Tout semble paisible au royaume des Dieux. Zeus, satisfait du travail effectué par son fils, coule aujourd'hui des jours heureux… Bien entendu, cela ne dure pas et quatre Divinités lui volent ses sept éclairs magiques, rompant ainsi l'équilibre de l'univers. Blessé par une telle félonie, Zeus décide d'avoir recours une nouvelle fois à Hercule pour retrouver les précieuses reliques, rétablir l'ordre et repousser le mal. Parallèlement à cela, Urania et Glaucia partent à la recherche d'un héros capable de stopper le sacrifice des vierges malheureusement très à la mode ces derniers temps. Leur chemin croisera bien entendu celui du musculeux Hercule qui se fera une joie de terrasser les tueurs de pucelles et autres gredins ou assimilés. Comble du hasard, chacun de ces odieux individus libérera, une fois éliminé, l'un des fameux éclairs…
C'est en 1983 que HERCULE, incarné par le monstrueux culturiste Lou Ferrigno, arrive sur les écrans. Ecrit et dirigé par un Luigi Cozzi obnubilé par la science-fiction, le film étonne et s'avère être un incroyable patchwork d'influences dissonantes… Qu'importe car la Cannon, productrice de l'oeuvrette, est satisfaite dès les premiers rushes et décide aussitôt de remettre le couvert avec un nouveau film d'aventure réunissant le duo Ferrigno/Cozzi.

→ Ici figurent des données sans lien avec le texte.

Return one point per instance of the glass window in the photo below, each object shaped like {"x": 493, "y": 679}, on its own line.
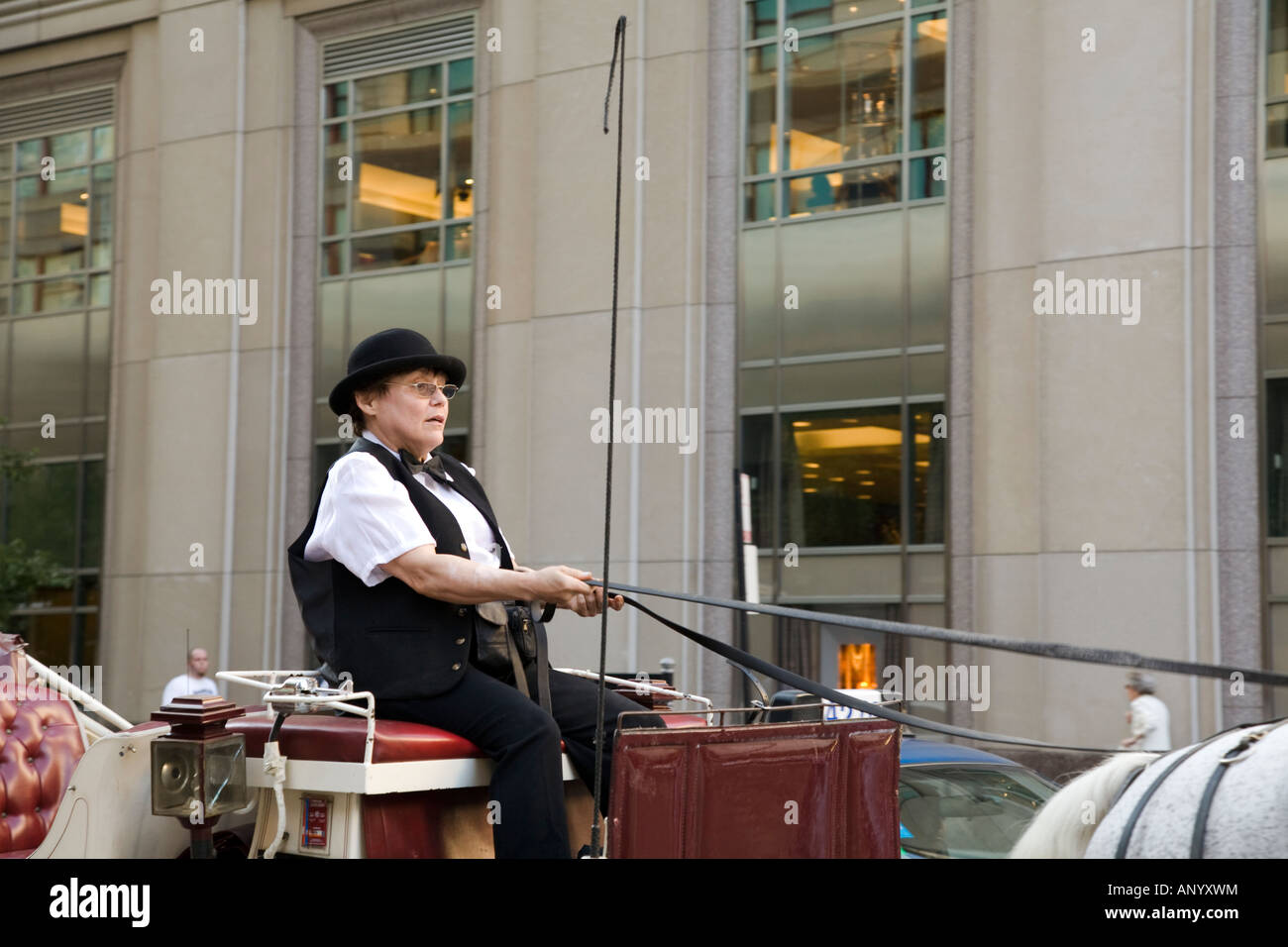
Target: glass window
{"x": 853, "y": 187}
{"x": 397, "y": 88}
{"x": 761, "y": 18}
{"x": 335, "y": 189}
{"x": 928, "y": 56}
{"x": 55, "y": 258}
{"x": 927, "y": 274}
{"x": 1274, "y": 223}
{"x": 52, "y": 223}
{"x": 761, "y": 300}
{"x": 928, "y": 467}
{"x": 460, "y": 158}
{"x": 50, "y": 371}
{"x": 840, "y": 476}
{"x": 758, "y": 462}
{"x": 761, "y": 131}
{"x": 805, "y": 14}
{"x": 1276, "y": 51}
{"x": 1276, "y": 457}
{"x": 397, "y": 169}
{"x": 386, "y": 234}
{"x": 42, "y": 510}
{"x": 849, "y": 275}
{"x": 460, "y": 76}
{"x": 844, "y": 95}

Ce sera SINBAD, du moins en théorie. Car en pratique et bien que Cozzi ait déjà rédigé un script, la Cannon peine à trouver des investisseurs… Reste qu'en attendant, cette même Cannon a dans ses cartons un incroyable navet, un film infâme qu'elle n'ose montrer à personne. Ce film, c'est bien entendu LES 7 GLADIATEURS réalisé par l'infernal tandem que forment Bruno Mattei et Claudio Fragasso. En attendant donc que le projet SINBAD se débloque, la société de production de Golan et Globus demande à Cozzi de voir ce qu'il peut faire pour sauver LES 7 GLADIATEURS. L'idée est alors de demander à Lou Ferrigno de tourner durant deux semaines quelques séquences supplémentaires et alternatives. Cozzi pourra ainsi remplacer quarante minutes d'abjections par quarante nouvelles minutes fraîchement tournées et peut être, enfin, rendre le film acceptable. Cozzi charcute donc le métrage d'origine et n'en conserve que la moitié. L'autre moitié, il la tourne avec un Lou Ferrigno de retour pour l'occasion…

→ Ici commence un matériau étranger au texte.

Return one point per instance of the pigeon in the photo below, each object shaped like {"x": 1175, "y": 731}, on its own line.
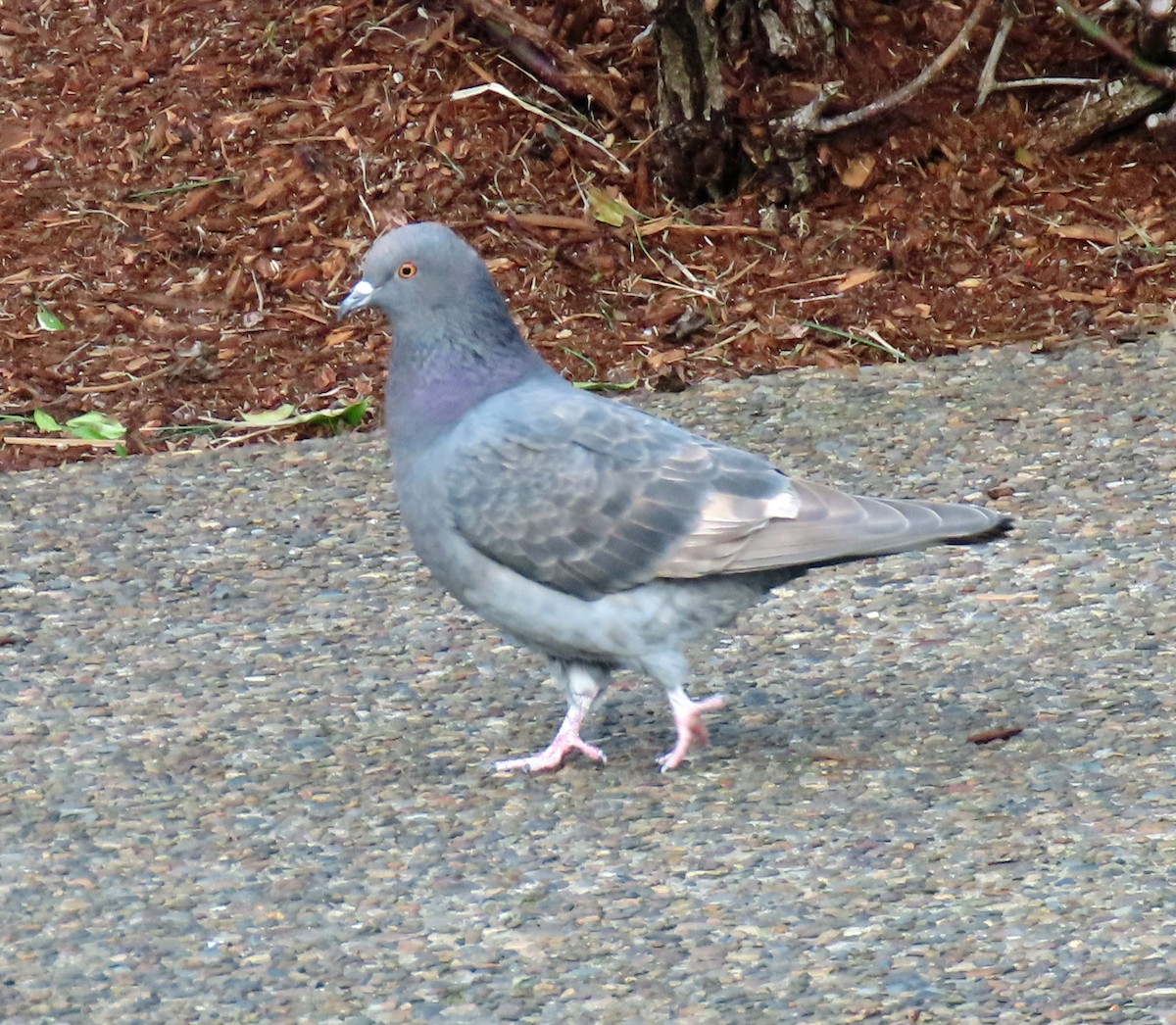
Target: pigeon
{"x": 591, "y": 531}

Mais alors que le projet semble prendre une forme définitive, la Cannon change son fusil d'épaule et suggère de profiter de Ferrigno deux semaines de plus pour ainsi avoir un métrage complet ! La totalité des images de LES 7 GLADIATEURS passe donc à la trappe et il en sera de même pour la trame réécrite par Cozzi. Malheureusement, les délais accordés restent insuffisants pour réaliser un film complet et Lou Ferrigno ne sera pas payé puisqu'il n'était supposé tourner que des séquences additionnelles ! Le culturiste tire donc sa révérence pour rejoindre le navire de SINBAD qui vient d'échouer entres les mains de Enzo G. Castellari. Luigi Cozzi a donc en sa possession une série de scènes n'ayant pas de véritable lien entres elles et surtout, il n'a pas de fin pour son film ! L'homme devra donc réaliser un incroyable travail de montage et user de tout son système «D» pour donner naissance au film LES AVENTURES D'HERCULE. Plus qu'une suite, ce nouvel opus des péripéties de Hercule est donc un magnifique exemple de ce que l'industrie du cinéma peut être amenée à produire pour rentrer dans ses frais… Nous noterons toutefois que cette regrettable expérience sonnera le glas de la branche Italienne de la Cannon judicieusement nommée «Cannon Italia Srl».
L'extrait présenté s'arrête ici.